Big Industry and public service properties assessed at only 2% of fair market value

Special to the Herald-Guide
August 29, 2007 at 1:21 pm  | Mobile Reader | Pring this storyPrint 

By Rock Gisclair, Assessor

For the past 50 years, the Louisiana Tax Commission was a grandfather, laissez-faire type of commission. Assessors do what you want with the homeowners as long as you don't complain about big industry and public service properties.

We now have a governor and tax commission who insist that homeowners be placed on the tax roll at fair market value. I don't know of one assessor that would object to that. However, oil and gas properties, public utility properties, and grain elevator properties are on the St.
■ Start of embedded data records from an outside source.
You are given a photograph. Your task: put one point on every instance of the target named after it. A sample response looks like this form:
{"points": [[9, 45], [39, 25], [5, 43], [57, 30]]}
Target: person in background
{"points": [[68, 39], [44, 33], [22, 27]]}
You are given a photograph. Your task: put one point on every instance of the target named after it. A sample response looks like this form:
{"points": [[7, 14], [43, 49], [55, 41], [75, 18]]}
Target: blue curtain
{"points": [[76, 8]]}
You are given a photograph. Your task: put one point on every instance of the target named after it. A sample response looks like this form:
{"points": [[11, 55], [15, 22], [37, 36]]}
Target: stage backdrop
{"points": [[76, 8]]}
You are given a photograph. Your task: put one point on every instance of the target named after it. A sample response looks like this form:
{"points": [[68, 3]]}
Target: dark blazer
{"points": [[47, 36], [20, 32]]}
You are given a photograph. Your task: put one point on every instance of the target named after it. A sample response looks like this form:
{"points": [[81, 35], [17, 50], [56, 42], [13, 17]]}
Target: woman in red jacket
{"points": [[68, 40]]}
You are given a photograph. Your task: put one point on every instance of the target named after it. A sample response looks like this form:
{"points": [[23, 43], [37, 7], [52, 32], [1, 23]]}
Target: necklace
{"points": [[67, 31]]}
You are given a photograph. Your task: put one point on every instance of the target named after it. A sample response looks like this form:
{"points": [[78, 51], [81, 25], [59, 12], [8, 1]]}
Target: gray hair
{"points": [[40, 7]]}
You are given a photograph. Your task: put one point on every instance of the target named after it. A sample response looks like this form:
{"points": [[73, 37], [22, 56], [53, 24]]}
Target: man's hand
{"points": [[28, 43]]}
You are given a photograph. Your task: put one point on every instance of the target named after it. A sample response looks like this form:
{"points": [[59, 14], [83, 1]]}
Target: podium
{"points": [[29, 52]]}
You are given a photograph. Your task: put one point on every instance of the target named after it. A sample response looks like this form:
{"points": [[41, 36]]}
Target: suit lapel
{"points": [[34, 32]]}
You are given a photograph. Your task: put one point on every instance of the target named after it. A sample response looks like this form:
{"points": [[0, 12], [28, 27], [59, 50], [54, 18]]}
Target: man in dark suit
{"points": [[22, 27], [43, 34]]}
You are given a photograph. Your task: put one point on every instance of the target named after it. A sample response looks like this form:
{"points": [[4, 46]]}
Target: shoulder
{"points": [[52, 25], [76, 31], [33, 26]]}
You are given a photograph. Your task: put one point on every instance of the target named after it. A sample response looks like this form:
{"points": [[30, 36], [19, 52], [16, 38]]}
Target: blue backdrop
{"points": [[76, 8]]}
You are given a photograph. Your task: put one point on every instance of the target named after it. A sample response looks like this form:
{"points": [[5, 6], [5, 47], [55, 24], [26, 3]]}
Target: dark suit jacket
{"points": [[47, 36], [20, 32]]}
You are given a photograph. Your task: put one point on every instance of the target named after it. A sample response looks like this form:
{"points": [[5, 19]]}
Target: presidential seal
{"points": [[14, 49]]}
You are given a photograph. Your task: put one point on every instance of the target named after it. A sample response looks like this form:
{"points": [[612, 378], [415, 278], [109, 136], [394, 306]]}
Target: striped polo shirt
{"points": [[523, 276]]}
Charles Parish tax roll for less than fair market value.

If you were assessor, would you place a homeowner or a small business owner on your tax roll at fair market value if you know that large industrial properties are assessed at 2% or 3% of fair market value? Some public service properties are not even on the tax roll. Railcars, in 2001, were reduced in value by $1.7 million from the St. Charles Parish tax rolls by the Louisiana Tax Commission.

Remember, public service properties are assessed by the Louisiana Tax Commission - a board appointed by the governor. The commission also supervises assessors to make certain assessments are fair and equitable.

However, the following chart will show you that while the assessor is forced to value your home properly, the Louisiana Tax Commission's public service properties are severely undervalued.

For example, the assessed value of public service properties in St. Charles Parish from 1996 to 2006 was reduced by $55 million dollars. Public service properties include airlines, pipelines, oil and gas properties, barge lines, electric utilities, railcars, railroad property, and telephone companies - all assessed by appointed officials. However, as assessed values of public properties fell, the value of your homes was raised (appreciated) to $100 million dollars from 1996 to 2006.

When an elected official (tax assessor) knows that certain types of property such as public services that are assessed by the Louisiana Tax Commission are receiving favorable treatment from an appointed official (commission appointed by the governor) in his or her local jurisdiction, there is a tendency to under-assess all properties in order to maximize tax benefits to all taxpayers.